26/7/2021, Pepe Escobar, Asia Times
A corrida já está em preparação para construir e ampliar a esfacelada infraestrutura no Afeganistão, com potências rivais promovendo iniciativas que competem entre elas
Há mais de uma semana, retomaram-se as desesperadoramente lentas negociações de paz de Doha entre o governo de Cabul e os Talibã; e depois se arrastaram por dois dias, observadas por enviados da UE, dos EUA e da ONU.
Nada aconteceu. Não conseguiram concordar sequer quanto a um cessar-fogo durante o Eid al-Adha. Pior, não há mapa do caminho que leve ao modo como as negociações podem ser retomadas em agosto. O líder supremo dos Talibã, Haibatullah Akhundzada, corretamente, distribuiu declaração clara: os Talibã “favorecem firmemente um acordo político.”
Mas… como? Permanecem diferenças irreconciliáveis. A Realpolitik determina que de modo algum os Talibã abraçarão a democracia ocidental liberal: querem a restauração de um emirado islâmico.
O presidente Ashraf Ghani do Afeganistão, por sua vez, é mercadoria defeituosa até para os círculos diplomáticos de Cabul, que o ridicularizam como muito teimoso, e como incapaz de corresponder ao que a ocasião exige. A única solução possível no curto prazo parece ser um governo provisório.
Mas não se vê qualquer líder com apelo nacional – nada que se assemelhe à figura do Comandante Massoud.
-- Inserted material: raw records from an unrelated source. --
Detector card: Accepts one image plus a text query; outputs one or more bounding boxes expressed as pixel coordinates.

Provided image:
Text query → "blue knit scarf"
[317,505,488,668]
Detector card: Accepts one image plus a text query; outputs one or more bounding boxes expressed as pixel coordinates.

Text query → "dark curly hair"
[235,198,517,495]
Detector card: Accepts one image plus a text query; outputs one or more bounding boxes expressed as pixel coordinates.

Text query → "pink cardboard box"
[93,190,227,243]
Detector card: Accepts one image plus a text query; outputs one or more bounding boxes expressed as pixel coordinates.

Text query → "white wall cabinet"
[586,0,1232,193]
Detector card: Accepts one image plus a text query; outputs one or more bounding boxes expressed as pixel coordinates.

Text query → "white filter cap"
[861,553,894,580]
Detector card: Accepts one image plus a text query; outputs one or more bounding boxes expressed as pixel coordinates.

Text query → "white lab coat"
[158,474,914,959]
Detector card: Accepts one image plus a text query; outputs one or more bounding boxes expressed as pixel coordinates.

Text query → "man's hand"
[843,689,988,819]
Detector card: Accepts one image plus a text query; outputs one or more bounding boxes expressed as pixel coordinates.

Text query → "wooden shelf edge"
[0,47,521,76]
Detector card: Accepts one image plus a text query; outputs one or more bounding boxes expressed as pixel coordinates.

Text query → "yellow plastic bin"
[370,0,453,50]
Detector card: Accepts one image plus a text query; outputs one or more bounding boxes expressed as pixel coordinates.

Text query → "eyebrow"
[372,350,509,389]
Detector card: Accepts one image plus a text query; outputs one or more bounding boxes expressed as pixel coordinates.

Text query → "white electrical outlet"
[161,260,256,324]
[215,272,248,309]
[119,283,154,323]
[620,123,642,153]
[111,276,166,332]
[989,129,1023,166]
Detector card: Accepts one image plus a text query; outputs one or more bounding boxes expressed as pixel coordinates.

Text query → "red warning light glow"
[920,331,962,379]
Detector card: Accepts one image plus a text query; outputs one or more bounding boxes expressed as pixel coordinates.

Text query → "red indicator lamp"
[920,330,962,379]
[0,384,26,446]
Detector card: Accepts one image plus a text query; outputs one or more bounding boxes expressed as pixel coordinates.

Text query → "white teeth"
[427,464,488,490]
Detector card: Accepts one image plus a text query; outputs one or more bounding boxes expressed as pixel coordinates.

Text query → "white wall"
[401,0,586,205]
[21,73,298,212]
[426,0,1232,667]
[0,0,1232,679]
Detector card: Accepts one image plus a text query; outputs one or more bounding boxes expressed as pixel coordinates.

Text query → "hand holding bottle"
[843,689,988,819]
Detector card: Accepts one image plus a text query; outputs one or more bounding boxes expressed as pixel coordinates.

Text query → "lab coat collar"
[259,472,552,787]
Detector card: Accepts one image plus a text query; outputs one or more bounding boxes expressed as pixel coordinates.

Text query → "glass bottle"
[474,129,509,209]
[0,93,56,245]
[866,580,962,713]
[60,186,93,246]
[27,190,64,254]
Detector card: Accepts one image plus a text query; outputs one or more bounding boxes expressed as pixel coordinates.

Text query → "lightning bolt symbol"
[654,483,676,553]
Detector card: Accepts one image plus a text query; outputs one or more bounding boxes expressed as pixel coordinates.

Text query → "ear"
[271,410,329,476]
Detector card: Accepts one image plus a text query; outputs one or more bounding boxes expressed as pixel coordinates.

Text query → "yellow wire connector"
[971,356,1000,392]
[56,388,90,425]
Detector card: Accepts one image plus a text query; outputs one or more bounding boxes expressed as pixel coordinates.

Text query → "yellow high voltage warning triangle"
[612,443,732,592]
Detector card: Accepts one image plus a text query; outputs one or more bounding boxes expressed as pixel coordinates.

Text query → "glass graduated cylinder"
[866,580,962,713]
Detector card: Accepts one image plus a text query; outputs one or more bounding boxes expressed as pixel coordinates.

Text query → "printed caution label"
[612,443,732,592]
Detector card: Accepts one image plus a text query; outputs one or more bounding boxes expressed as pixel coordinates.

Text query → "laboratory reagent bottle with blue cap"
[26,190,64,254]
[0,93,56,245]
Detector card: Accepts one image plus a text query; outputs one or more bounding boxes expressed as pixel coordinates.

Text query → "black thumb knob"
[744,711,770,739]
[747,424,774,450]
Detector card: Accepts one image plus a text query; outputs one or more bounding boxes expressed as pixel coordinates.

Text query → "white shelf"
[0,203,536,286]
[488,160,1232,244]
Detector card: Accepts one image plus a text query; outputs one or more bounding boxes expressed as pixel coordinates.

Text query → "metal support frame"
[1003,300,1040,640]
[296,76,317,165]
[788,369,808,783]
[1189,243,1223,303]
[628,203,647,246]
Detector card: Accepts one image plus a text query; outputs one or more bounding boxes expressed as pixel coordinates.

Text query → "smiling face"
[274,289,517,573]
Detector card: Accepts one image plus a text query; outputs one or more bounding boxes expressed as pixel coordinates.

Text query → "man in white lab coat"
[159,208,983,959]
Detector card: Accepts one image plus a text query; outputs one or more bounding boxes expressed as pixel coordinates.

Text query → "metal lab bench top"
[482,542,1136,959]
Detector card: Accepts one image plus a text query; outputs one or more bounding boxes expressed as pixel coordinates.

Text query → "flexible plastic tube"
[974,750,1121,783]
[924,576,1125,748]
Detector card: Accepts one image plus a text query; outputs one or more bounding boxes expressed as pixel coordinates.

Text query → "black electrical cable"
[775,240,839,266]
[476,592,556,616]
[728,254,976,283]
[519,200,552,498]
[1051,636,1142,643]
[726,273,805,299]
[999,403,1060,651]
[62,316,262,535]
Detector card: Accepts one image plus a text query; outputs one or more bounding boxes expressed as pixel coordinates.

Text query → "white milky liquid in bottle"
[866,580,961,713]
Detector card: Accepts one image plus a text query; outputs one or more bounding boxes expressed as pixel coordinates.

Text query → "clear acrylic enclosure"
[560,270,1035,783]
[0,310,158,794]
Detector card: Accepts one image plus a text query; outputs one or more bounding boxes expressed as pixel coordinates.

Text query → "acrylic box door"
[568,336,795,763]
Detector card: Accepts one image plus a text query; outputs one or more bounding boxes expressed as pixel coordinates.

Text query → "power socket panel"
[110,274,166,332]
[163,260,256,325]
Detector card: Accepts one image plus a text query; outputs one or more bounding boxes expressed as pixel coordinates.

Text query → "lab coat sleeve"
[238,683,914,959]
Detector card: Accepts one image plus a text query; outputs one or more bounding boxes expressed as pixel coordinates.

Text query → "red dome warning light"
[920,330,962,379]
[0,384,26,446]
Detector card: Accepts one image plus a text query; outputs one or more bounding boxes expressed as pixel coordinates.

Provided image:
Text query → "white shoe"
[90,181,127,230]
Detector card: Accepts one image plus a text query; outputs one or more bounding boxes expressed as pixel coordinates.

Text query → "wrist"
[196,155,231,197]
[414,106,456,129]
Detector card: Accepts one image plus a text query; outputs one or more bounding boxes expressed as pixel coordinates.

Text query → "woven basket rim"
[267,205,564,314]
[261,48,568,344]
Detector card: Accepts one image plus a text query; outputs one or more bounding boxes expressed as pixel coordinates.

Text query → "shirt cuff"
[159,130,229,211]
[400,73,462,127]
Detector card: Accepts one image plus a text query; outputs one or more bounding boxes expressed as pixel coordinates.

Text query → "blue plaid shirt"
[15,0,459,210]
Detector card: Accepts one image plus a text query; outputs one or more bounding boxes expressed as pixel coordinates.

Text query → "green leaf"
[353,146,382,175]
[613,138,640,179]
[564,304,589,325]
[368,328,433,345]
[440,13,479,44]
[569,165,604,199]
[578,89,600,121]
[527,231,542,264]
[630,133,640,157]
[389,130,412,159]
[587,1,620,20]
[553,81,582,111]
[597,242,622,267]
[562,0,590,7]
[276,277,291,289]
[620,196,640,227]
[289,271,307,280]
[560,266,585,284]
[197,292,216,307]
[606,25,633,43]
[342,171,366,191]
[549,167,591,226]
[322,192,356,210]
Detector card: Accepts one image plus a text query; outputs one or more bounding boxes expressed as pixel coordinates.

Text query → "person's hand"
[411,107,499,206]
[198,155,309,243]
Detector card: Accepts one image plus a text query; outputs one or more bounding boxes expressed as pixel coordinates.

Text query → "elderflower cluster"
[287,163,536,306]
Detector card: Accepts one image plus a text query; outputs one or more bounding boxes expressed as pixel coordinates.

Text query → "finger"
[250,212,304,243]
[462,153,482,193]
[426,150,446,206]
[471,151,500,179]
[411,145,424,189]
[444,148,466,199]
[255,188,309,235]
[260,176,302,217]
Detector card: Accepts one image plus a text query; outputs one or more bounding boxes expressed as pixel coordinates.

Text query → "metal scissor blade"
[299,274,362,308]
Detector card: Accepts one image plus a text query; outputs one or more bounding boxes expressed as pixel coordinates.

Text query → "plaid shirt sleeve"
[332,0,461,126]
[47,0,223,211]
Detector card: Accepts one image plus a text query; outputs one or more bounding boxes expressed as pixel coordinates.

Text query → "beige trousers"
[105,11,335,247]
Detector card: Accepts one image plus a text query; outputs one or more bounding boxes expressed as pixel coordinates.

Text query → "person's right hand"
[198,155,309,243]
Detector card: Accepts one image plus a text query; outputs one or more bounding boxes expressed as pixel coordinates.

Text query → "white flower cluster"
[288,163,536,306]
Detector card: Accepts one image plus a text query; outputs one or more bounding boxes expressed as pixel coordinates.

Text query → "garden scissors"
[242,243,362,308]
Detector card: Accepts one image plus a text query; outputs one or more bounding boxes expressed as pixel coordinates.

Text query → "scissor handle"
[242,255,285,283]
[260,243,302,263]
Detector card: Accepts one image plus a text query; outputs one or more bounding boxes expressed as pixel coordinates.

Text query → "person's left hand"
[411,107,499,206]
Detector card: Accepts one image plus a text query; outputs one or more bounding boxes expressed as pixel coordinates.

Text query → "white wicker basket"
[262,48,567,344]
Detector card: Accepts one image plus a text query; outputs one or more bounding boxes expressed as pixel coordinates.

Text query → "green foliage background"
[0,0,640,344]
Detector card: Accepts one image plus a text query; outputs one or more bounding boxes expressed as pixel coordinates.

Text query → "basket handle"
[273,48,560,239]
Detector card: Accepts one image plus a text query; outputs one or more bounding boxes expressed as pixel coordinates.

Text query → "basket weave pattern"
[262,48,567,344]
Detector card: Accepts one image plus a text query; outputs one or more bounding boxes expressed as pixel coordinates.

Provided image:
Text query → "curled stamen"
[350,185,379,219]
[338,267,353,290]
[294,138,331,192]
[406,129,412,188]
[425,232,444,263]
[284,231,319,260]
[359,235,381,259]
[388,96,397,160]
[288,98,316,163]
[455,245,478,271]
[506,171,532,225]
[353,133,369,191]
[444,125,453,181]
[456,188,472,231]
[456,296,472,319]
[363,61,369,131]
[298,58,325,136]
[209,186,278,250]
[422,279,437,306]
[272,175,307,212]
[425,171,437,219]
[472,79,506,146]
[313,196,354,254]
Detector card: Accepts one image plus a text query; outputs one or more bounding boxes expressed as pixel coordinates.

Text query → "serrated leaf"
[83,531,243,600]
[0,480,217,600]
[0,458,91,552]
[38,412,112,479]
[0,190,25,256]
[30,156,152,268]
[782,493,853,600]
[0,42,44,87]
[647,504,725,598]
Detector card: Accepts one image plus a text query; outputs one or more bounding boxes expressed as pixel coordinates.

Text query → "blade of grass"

Todos os senhores-da-guerra são regionais – suas milícias protegem interesses locais, não a distante Cabul.
“Representantes dos EUA, Uzbequistão, Afeganistão e Paquistão concordaram, em princípio, em estabelecer uma nova plataforma diplomática quadrilateral focada no aumento da conectividade regional. As partes consideram a paz e a estabilidade a longo prazo no Afeganistão fundamentais para a conectividade regional e concordam que a paz e a conectividade regional reforçam-se mutuamente”.
EUA estariam tentando fazer uma sua ‘Cinturão e Estrada’ bem ali, no quintal da China? ‘Tuíto’ do Departamento de Estado confirma. Podem considerar como um caso de “se não consegue derrotá-los, una-se a eles”.
Ora, essa é talvez a única questão em relação à qual concordam virtualmente todos os atores no tabuleiro de xadrez afegão no Afeganistão: um Afeganistão estável super turbinará o fluxo de cargas num dos nodos vitais da integração da Eurásia.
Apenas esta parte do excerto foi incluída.